Backyard altar
This is my backyard altar. Granted, it doesn't look like much. But it didn't take much to build. Nothing really. I just let it be, might have added a little soil when it was first starting out. Put a little white flag on a metal stick to let the lawn guys know not to weed-eat it. I don't sacrifice anyone or anything on it. Just the opposite. On days when it's not raining, I'll stand in front of the altar watching the activity. This altar is a life giver, a shelter, a place for work and maybe just to hang out.
The flower is not much as flowers go. You're not going to impress a love interest by gathering a bouquet. The "Audubon Field Guide to Florida" describes the flower as "white rays around yellow disk." Called Common Beggarticks or Spanish needle or Monkey's lice, a member of the aster family. It's a native wildflower but also considered a weed because it reproduces so prolifically. Because it produces a seed that will stick to clothing or an animal's fur some gardeners consider it a pest and various gardening magazines will list what herbicides to use to kill it. But beggarticks also attract all kind of pollinators, especially honeybees. Beggarticks flower year around and are (thankfully) ubiquitous.

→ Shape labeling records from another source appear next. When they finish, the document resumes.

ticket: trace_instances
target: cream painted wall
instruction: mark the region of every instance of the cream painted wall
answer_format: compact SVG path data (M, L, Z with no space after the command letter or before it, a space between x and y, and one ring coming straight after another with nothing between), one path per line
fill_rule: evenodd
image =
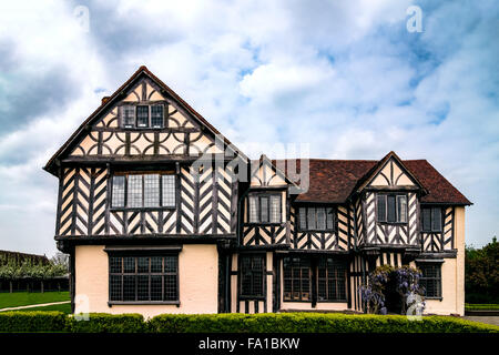
M141 313L152 317L162 313L216 313L218 302L218 260L212 244L185 244L179 254L180 306L108 306L109 271L104 245L75 247L75 312ZM79 300L82 303L79 303ZM88 301L88 308L85 307Z
M441 266L442 301L427 300L425 313L465 315L465 207L455 210L456 258Z

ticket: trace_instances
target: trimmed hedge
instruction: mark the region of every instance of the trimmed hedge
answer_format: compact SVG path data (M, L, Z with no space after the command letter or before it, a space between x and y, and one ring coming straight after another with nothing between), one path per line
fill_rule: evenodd
M499 304L476 304L476 303L465 303L465 310L470 311L499 311Z
M499 333L499 326L449 316L409 321L401 315L163 314L146 322L140 314L91 313L77 321L61 312L2 312L0 332L71 333Z
M149 321L157 333L499 333L499 326L446 316L409 321L403 315L163 314Z
M71 333L144 333L147 324L142 314L90 313L88 321L69 316L67 329Z
M67 320L55 311L1 312L0 333L65 332Z

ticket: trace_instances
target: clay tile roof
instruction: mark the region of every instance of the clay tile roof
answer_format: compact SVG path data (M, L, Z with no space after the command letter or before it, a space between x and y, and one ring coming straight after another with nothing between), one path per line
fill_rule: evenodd
M287 161L273 161L277 166ZM375 160L309 160L309 187L296 197L296 202L344 203L354 192L359 180L363 180L379 161ZM426 160L405 160L403 163L424 185L428 194L421 197L424 203L449 203L469 205L471 202L454 187ZM296 171L299 172L299 160ZM294 174L287 172L289 179Z

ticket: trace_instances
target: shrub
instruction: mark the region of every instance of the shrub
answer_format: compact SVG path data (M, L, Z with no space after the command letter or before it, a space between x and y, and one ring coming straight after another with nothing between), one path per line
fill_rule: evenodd
M0 313L0 332L72 333L499 333L499 326L448 316L410 321L400 315L163 314L144 322L140 314L91 313L77 321L61 312Z
M0 332L34 333L34 332L65 332L67 316L62 312L1 312Z
M90 313L89 320L68 317L68 331L72 333L143 333L146 331L141 314Z
M150 322L159 333L497 333L495 325L461 318L399 315L285 314L163 314Z

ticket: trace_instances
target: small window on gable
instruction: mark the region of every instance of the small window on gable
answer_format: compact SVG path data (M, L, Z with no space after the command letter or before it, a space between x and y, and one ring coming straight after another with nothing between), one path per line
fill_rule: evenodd
M134 128L135 126L135 106L125 105L121 109L123 115L123 126Z
M376 205L378 222L407 223L407 195L378 194Z
M301 231L334 231L335 215L333 207L299 207Z
M149 106L136 106L136 126L149 126Z
M151 126L153 129L163 128L163 105L155 104L151 106Z
M441 232L441 209L422 207L421 209L421 231Z
M248 195L249 223L281 223L281 194L252 193Z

When a few shoots of the plant first appeared in my small yard in front of the air conditioner unit, I notice it attracted a couple of honeybees. Didn't give it much thought and let the lawn service guys cut it down when it got too tall and bushy. The plant can crowd out most any other plant and for a while I worried the plant would impede air flow to the air conditioner unit. But the more I stood and watched the honeybees come and go, the less concern I had for a mechanical instrument and more I wanted to do my small part to save the bees. So now I stand in front of the beggartick altar watching and pay homage.
(Look closely, upper middle slightly right, for a bee.)

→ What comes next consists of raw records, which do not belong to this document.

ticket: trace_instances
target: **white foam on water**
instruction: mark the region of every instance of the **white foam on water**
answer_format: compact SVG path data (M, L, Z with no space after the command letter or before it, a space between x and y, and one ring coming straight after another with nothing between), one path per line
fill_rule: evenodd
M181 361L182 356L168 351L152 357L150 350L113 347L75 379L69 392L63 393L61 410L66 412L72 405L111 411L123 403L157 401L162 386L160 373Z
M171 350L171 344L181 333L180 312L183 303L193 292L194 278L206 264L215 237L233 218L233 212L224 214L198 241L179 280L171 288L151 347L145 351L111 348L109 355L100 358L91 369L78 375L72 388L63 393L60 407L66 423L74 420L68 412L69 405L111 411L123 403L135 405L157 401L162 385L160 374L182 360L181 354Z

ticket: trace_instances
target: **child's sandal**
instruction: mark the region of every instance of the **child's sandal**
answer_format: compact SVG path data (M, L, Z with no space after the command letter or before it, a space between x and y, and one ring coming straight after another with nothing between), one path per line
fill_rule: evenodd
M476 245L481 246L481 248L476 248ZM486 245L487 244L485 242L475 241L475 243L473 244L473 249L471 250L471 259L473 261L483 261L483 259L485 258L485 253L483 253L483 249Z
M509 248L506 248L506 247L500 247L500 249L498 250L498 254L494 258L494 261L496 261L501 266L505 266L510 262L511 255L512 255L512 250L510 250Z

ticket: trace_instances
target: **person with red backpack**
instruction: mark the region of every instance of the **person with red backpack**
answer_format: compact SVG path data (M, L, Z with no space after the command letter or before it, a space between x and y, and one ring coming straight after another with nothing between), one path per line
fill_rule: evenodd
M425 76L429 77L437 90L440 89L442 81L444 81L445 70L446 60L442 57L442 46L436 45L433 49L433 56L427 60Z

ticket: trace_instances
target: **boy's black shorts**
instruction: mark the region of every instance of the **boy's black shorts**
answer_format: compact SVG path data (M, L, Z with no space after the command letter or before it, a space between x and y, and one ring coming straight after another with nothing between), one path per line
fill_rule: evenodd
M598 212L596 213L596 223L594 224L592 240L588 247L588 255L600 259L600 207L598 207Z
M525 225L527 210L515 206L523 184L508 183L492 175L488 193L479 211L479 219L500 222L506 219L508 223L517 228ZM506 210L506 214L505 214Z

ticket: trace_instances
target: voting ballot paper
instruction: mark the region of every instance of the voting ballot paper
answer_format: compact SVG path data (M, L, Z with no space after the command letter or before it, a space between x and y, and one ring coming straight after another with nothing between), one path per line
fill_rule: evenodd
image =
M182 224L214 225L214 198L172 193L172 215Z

Though I'm most proud of being able to welcome honeybees to my yard, there are other bees, though much smaller, that help pollinate. There are some 315 species of bees in Florida, 29 of which are endemic to the state. I'm sure some of them visit the beggarticks, also, along with butterflies (160 species in the state, another 200 types that migrate thru the state); and paper wasps (22 species) and dragonflies (100 species). Don't know if the dragonflies pollinate, maybe they just hang out on a flower then take flight to catch a meal midair. Dragonflies help keep the mosquito and midge populations under control.
I know very little of what goes on in and around the altar. I really don't need to know that much. The insects let me be and I watch them and give thanks. Makes me feel part of the universe.